The main question litigated upon the trial was whether the amount secured by the chattel mortgage held by the defendant upon the cows taken by him from the plaintiff had been paid, at the time defendant seized the cows. There were open mutual accounts between plaintiff and defendant which the referee was obliged to adjust. He did this by stating the aggregates of the items allowed each party, and from them be found the balance to be in the defendant’s favor.
These items are numerous; the referee was not requested to pass upon them separately, and with the single exception of the item of the proceeds of the butter sold by Van Dyke, the case does not disclose which of the disputed items upon the respective sides the referee allowed or disallowed.
The plaintiff in challenging the results is not able to inform us how the items which he thinks should have been .allowed or disallowed were actually passed upon by the referee. We cannot, therefore, ascertain whether any error was committed in this respect.
We think the referee was right in refusing to charge the defendant with the proceeds of plaintiff’s share of the butter in the hands of Van Dyke.
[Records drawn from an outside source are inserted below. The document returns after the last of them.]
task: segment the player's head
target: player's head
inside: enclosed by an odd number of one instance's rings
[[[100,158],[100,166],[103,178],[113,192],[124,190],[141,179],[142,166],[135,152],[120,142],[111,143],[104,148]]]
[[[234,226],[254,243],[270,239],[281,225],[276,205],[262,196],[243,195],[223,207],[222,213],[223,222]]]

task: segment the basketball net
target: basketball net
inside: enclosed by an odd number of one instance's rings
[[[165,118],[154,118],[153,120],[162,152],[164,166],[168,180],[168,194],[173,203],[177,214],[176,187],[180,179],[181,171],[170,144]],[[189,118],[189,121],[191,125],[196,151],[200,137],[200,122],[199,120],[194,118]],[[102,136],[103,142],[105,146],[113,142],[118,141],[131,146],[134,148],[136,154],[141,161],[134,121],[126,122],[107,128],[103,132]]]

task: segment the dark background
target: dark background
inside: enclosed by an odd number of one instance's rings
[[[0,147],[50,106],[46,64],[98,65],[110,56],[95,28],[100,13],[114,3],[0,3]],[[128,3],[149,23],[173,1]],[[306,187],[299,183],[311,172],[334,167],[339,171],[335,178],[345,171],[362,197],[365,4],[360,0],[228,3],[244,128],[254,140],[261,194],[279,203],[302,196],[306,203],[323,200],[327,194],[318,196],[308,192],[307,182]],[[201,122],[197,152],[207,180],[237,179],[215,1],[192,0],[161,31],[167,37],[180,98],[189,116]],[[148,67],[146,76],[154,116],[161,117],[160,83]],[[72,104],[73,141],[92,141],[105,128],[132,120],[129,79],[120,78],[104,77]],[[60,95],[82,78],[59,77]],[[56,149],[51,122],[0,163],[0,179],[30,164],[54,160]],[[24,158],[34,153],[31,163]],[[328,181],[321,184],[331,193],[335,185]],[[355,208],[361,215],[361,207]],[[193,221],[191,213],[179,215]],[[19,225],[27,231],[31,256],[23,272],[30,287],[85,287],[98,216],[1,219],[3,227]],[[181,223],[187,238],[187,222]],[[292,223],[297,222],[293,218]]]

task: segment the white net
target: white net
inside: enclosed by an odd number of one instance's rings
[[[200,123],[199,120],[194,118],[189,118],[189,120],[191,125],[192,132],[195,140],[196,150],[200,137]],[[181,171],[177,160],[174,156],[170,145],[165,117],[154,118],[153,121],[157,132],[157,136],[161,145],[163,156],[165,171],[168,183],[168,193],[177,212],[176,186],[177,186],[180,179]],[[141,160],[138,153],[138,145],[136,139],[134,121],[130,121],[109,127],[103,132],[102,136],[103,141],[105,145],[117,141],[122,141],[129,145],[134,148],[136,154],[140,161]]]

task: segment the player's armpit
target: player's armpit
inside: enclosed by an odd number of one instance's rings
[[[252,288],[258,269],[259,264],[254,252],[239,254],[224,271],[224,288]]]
The defendant had not appropriated those proceeds; his claim to obtain and apply them was denied by the plaintiff, and was not in fact effectuated by the defendant.
*120The balance found due the defendant at the time he seized the cows was $39.36. The costs and expenses of the sale, and of keeping the cows until the sale, were not round. The three cows were sold at public auction, but in what order they were sold does not appear. One was sold for thirty-nine dollars, one for twenty-six dollars, and one for nineteen dollars.
As the plaintiff was in default at the time defendant took the cows, the "taking was lawful. If the sale of two cows satisfied the mortgage debt, with interest and expenses, then defendant’s title was extinguished as to the third cow, and defendant became a trespasser by its sale. Charter v. Stevens, 3 Den., 33; West v. Crary, 47 N. Y., 423; Bragelman v. Daue, 69 id., 69.
The two cheaper cows brought forty-five dollars, or $5.64 more than the actual sum due upon the mortgage. By the terms of the mortgage the defendant, in addition to the mortgage debt, was entitled to sell for enough to pay “all the expenses and charges, ” The case contains no account of these. The plaintiff alleges error. He should make it appear that by the sale of the first two cows the mortgage debt and the expenses and charges were satisfied. It does-not so appear, and we must therefore affirm the judgment-judgment affirmed, with costs.
Learned, P. J., and Bockes, J., concur.